ドラッケンミラー氏、株安予想の通り米国株の買いを縮小

引き続き機関投資家の米国株買いポジションを開示するForm 13Fである。今回はかつてジョージ・ソロス氏のクォンタム・ファンドを率いたスタンレー・ドラッケンミラー氏のDuquesne Family Officeである。

ドラッケンミラー氏の買いポジション縮小

ここまではジョージ・ソロス氏とレイ・ダリオ氏のファンドのポートフォリオを紹介してきた。そして米国株が史上最高値を更新する中、両者とも米国株の買いを拡大していた。

しかしその一方、ドラッケンミラー氏は買いを縮小している。Form 13Fに掲載されているポジション総額は39億ドルから35億ドルに減額されている。

ドラッケンミラー氏は6月、インフレ率の上昇からFed(連邦準備制度)が金融引き締めを余儀なくされ、その結果株価が調整すると予想していた。

Fedはまだ利上げとテーパリング(量的緩和縮小)を示唆した段階に過ぎない。だからドラッケンミラー氏も全面的なリスクオフのポートフォリオには見えない。しかし徐々に撤退し始めたということだろう。

一方でソロス氏とダリオ氏はアクセルを踏んでいる。株式市場への投資はいつもチキンレースである。米国株は基本的には上がり続けるが、下落する時には一気に暴落するからである。だから常に「いつまでアクセルを踏み続けるか」の問題なのである。

ドラッケンミラー氏のハイテク株投資

さて、全体としては買いを縮小したドラッケンミラー氏だが、個別株はどうなっているだろうか。2021年のドラッケンミラー氏と言えば、ハイテク株投資である。彼はコロナ以後ハイテク株に大きく投資している。

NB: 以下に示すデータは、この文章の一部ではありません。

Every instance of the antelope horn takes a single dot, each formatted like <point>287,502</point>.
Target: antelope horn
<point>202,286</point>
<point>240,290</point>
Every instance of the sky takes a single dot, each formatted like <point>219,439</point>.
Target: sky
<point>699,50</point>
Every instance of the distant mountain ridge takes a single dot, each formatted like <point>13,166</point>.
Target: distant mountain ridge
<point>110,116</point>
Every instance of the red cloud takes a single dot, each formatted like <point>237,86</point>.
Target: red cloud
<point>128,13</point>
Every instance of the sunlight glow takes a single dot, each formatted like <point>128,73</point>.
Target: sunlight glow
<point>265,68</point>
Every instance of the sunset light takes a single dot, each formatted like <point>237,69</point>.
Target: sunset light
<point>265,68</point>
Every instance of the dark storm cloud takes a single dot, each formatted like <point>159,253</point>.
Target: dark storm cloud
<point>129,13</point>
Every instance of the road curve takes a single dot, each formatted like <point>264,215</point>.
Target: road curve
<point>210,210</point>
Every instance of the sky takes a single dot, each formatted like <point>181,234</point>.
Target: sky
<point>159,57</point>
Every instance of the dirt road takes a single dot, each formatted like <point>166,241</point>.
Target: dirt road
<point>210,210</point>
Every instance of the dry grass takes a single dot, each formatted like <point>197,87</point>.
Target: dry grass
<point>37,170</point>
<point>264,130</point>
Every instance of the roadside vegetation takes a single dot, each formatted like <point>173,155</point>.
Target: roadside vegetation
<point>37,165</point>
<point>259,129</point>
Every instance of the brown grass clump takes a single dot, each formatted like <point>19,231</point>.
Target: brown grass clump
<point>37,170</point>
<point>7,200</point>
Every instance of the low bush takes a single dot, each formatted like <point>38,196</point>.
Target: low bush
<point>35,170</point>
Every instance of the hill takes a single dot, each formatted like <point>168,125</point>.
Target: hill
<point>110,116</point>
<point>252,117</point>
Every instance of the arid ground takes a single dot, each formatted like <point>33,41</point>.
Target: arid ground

今回のポートフォリオでもハイテク株投資は維持されている。しかし内容が少し入れ替わっている。まず、最大ポジションのMicrosoftは5.0億ドルから4.0億ドルに減額された。

ここまでドラッケンミラー氏に大きな利益をもたらしてきたMicrosoftだが、株価収益率が36まで上がっていることもあり、少なくとも割安ではなくなったということだろうか。しかしまだまだ最大ポジションであることには変わりはない。

一方で増額されたのはAmazon.comである。2.3億ドルから3.2億ドルに増額されている。

上昇していたMicrosoftから横ばいを続けていたAmazon.comに乗り換えたということだろう。どちらにせよクラウド銘柄であり、将来性があることは間違いない。

問題はいくらの株価で買うかである。Amazon.comはソロス氏も買っていた銘柄だが、残念ながら決算後下落が続いている。

また、今回大きく増えているのがGoogleの親会社のAlphabetで、0.6億ドルから2.2億ドルの増額である。

GoogleもAmazon Web Serviceのようなクラウドサービスを行なっている。

こう見るとドラッケンミラー氏がクラウドサービスに全賭けであることが分かる。まだまだ旧来式のウェブサーバで運用されているウェブサイトも多い中、クラウドの伸び代はまだまだあるということだろう。また、コロナ禍のリモートワークがそれを後押しするともドラッケンミラー氏は述べていた。

結論

しかし全体としては米国株の買いは縮小されている。スコット・マイナード氏とドラッケンミラー氏が米国株に慎重、ソロス氏とダリオ氏が強気という構図になった。

すべてはFedの金融引き締めがどのようなペースで進むかということに尽きるだろう。株価が崩壊する臨界点は必ず存在し、問題はそこにいつ辿り着くかということである。

ギリギリまで賭けていられた投資家が一番儲けるということにはなる。しかし危ういものに賭けないこともまた投資である。

これは金融引き締めが進むにつれ株価が暴落した2018年の世界同時株安と同じ相場である。当時、金融引き締めが何処まで進んだ段階が天井だっただろうか? 今もう一度復習しておくことも悪くないだろう。